VoxelGPT using natural language to question a picture dataset. Image courtesy of the creator.

Along with giving the model an explicit “task” and providing clear instructions, we found that we could improve performance by giving the model more details about how FiftyOne’s query language works. Without this information, the LLM is flying blind. It’s just grasping, reaching out into the darkness.

For instance, in Prompt 2, after I asked for false positive predictions, the response attempted to reference these false positives with predictions.mistakes.false_positive. So far as ChatGPT was concerned, this gave the impression of an affordable method to store and access details about false positives.

The model didn’t know that in FiftyOne, the reality/falsity of detection predictions is evaluated with dataset.evaluate_detections() and after running said evaluation, you’ll be able to retrieve all images with a false positive by matching for eval_fp>0 with:

images_with_fp = dataset.match(F("eval_fp")>0)

I attempted to make clear the duty by providing additional rules, reminiscent of:

- When a user asks for probably the most "unique" images, they're referring to the "uniqueness" field stored on samples.
- When a user asks for probably the most "improper" or "mistaken" images, they're referring to the "mistakenness" field stored on samples.
- If a user doesn't specify a label field, e.g. "predictions" or "ground_truth" to which to use certain operations, assume they mean "ground_truth" if a ground_truth field exists on the info.

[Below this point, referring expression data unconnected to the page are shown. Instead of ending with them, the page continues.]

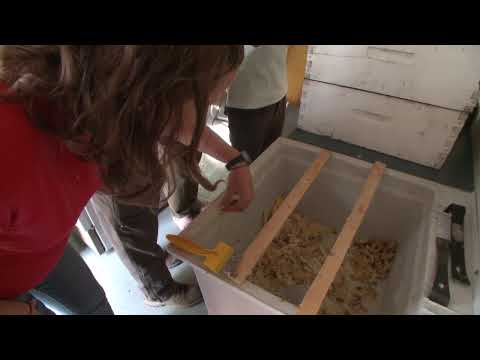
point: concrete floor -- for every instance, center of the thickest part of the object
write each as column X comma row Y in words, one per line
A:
column 122, row 291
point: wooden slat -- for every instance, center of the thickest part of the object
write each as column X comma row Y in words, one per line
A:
column 318, row 290
column 271, row 229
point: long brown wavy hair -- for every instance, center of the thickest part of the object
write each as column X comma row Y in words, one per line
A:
column 115, row 102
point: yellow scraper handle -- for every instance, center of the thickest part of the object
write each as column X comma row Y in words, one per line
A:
column 188, row 246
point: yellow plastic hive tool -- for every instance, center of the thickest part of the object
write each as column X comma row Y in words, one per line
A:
column 215, row 259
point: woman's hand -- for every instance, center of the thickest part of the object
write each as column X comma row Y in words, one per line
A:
column 18, row 308
column 239, row 193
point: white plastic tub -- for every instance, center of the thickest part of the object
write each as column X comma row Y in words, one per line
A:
column 403, row 210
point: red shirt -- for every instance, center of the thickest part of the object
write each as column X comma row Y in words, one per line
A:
column 43, row 189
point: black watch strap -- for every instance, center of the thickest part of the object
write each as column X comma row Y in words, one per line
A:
column 242, row 158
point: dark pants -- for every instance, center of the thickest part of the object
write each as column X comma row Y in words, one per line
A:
column 71, row 288
column 137, row 230
column 254, row 130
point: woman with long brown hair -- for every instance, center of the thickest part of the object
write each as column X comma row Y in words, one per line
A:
column 79, row 119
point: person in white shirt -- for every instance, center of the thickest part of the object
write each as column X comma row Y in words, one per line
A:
column 256, row 101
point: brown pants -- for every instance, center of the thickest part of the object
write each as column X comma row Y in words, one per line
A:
column 137, row 230
column 254, row 130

I also provided details about label types:

- Object detection bounding boxes are in [top-left-x, top-left-y, width, height] format, all relative to the image width and height, within the range [0, 1]
- possible label types include Classification, Classifications, Detection, Detections, Segmentation, Keypoint, Regression, and Polylines

Moreover, while by providing the model with a listing of allowed view stages, I used to be in a position to nudge it towards using them, it didn’t know

When a given stage was relevant, or
How to make use of the stage in a syntactically correct manner

To fill this gap, I wanted to offer the LLM details about each of the view stages. I wrote code to loop through view stages (which you’ll be able to list with fiftyone.list_view_stages()), store the docstring, after which split the text of the docstring into description and inputs/arguments.

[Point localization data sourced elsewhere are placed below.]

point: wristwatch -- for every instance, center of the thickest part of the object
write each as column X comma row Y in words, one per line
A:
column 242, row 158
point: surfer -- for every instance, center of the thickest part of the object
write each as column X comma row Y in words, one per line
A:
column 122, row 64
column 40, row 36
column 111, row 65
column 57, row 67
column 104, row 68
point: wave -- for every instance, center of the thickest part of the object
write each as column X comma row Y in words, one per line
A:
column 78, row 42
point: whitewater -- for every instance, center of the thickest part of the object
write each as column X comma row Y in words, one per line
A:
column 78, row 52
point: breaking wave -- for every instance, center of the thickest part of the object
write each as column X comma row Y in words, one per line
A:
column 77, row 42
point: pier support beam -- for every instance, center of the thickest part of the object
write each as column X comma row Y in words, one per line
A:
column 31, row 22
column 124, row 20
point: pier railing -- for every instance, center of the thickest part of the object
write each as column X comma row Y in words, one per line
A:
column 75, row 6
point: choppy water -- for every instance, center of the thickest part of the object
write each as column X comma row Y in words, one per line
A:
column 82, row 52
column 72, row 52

Nevertheless, I soon bumped into an issue: context length.

Using the bottom GPT-4 model via the OpenAI API, I used to be already bumping up against the 8,192 token context length. And this was before adding in examples, or any information in regards to the dataset itself!

OpenAI does have a GPT-4 model with a 32,768 token context which in theory I could have used, but a back-of-the-envelope calculation convinced me that this might get expensive. If we filled the whole 32k token context, given OpenAI’s pricing, it might cost about $2 per query!

As a substitute, our team rethought our approach and did the next:

Switch to GPT-3.5
Minimize token count
Be more selective with input info

Switching to GPT-3.5

There’s no such thing as a free lunch — this did result in barely lower performance, at the very least initially. Over the course of the project, we were in a position to recuperate and much surpass this through prompt engineering! In our case, the hassle was value the fee savings. In other cases, it won’t be.

Minimizing Token Count

With context length becoming a limiting factor, I employed the next easy trick: use ChatGPT to optimize prompts!

One ViewStage at a time, I took the unique description and list of inputs, and fed this information into ChatGPT, together with a prompt asking the LLM to attenuate the token count of that text while retaining all semantic information. Using tiktoken to count the tokens in the unique and compressed versions, I used to be able to cut back the variety of tokens by about 30%.

Being More Selective

While it’s great to supply the model with context, some information is more helpful than other information, depending on the duty at hand. If the model only must generate a Python query involving two ViewStages, it probably won’t profit terribly from details about what inputs the opposite ViewStages take.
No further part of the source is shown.